There has been much media attention of late about brachycephalic dog breeds – dogs with flat-faces and short noses – and the breathing problems they face. While this might be worrying news for owners of these popular dogs, there is a surgical procedure that can drastically improve their quality of life ensuring everyone – brachys and their owners alike – breathe a little easier.
What’s the problem?
Brachycephalic breeds refer to flat-faced dogs with short-noses and heads. Think Pugs, Pekingese, Boxers, Boston Terriers and Bulldogs (French, British & American) to name a few. Because of their unique anatomy – small head, nose and airways and long, soft palate – many of these dogs have difficulty breathing.
Fur Life senior vet Dr Duncian Runciman, provides his perspective
on brachycephalic dog breeds and gives us the lowdown on the surgical procedure that can help them breath a little easier.
Duncan says: “It’s all about how hard they work to breathe. It’s similar to trying to suck up a milkshake through a straw and hitting a big blob of ice cream. You suck so hard the straw collapses. That’s what’s going on with brachys when they breathe. They suck really hard with each breath, and that puts immense pressure on their airways and larynx. Gradually, they get weaker and weaker to the point of collapse, or in the worst case, suddenly die,” he says.
There is a fix for some breathing issues
Duncan is quick to point out brachys don’t need to live with breathing problems. There is an option owners can consider that can vastly improve their dog’s quality of life – soft palate surgery.
“We can do three things in the surgery. We can widen the outside of the nose, we can remove excess tissue around the larynx, and we can shorten the soft palate. This long, soft palate is the biggest problem brachys have so making it smaller is really important,” he says. “These three things can dramatically improve the amount of air brachys get with every breath. It varies from dog to dog but overall, the results are fantastic.”
He recalls one British Bulldog in particular whose life was changed by the simple surgery.
“Before surgery, the dog was almost collapsing on the surgery floor, struggling to breathe and walk around. It walked out of surgery better than it walked in, even if it was a bit groggy! And that dog now chases rabbits,” he says smiling.
British Bulldog before undergoing soft palate surgery!
British Bulldog after soft palate surgery – what a difference!
If your dog snores have him checked by a Fur Life Vet so you can both breath a little easier!
Do all brachycephalic breeds need surgery?

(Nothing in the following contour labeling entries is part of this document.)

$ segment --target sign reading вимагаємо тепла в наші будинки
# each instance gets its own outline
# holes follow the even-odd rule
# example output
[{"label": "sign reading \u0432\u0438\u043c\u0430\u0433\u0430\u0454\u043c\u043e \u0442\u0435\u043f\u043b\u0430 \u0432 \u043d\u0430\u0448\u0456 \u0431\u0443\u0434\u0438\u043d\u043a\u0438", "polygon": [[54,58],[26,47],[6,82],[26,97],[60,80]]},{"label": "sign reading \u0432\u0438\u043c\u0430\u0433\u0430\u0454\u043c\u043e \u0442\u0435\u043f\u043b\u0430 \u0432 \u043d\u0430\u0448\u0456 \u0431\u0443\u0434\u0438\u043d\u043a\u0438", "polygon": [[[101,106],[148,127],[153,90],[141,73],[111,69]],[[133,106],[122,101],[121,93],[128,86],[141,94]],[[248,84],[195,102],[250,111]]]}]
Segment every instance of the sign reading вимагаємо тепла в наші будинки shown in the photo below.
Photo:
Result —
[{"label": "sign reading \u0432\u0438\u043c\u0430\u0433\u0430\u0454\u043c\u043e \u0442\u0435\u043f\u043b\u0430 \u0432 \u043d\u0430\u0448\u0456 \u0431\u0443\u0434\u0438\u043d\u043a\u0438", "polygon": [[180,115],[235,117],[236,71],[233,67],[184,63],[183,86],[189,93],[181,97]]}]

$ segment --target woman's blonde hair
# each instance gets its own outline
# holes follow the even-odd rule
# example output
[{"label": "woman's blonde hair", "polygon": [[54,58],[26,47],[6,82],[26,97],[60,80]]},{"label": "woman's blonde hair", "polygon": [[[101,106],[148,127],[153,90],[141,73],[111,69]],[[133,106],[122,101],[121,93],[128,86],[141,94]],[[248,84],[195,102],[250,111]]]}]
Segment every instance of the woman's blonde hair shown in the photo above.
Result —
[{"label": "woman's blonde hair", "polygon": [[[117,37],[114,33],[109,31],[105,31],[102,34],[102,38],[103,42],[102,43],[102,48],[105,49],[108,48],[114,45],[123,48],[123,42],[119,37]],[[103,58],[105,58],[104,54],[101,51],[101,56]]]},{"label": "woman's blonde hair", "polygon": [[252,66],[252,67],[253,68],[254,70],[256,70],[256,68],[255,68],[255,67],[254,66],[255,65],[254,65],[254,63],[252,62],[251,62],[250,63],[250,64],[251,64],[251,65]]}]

This is something that is assessed on a case by case basis as some have dogs have good-sized noses. But Duncan recommends most brachycephalic breeds should be assessed by a vet by six months of age, and that most will benefit from at least having their soft palate shortened.
Indicators that your dog could benefit from soft palate surgery:
- They snore
- They struggle to draw breath, or pant excessively, when going about their everyday activities
Special care needs for your brachy
But there are some things you can do to help keep them extra safe, in addition to surgery:
- Watch their weight– excess fat puts added strain on organs & airways
- Don’t push them when exercising– know their limits & take short walks at cooler times
- Use a harness rather than a neck collar
- Keep them cool– small brachys overheat quickly. It doesn’t have to be hot; a long walkcan do it
- Know the heat stress signs (see below)
Warning signs of heat stress
- 1st stage – increased panting & slowing down
- 2nd stage – excessive panting, raised body temperature, collapsing, vomiting &/or diarrhoea
At the second stage, your brachy is overheating internally and in real danger. Get them out of the sun, cool them by dousing them in water and seek immediate vet attention.
Duncan is also a fur-parent to a brachy – a happy, little French Bulldog by the name of Winston. In Winston’s case, he only needed a soft palate resection as he has a wide, open nose. But it made a world of difference to his running abilities – something Duncan’s kids are happy about … but not so the cattle when Winston finds his way through the fence!
There was another added bonus of the surgery: “Winston no longer snores so he can sleep in the house,” Duncan laughs.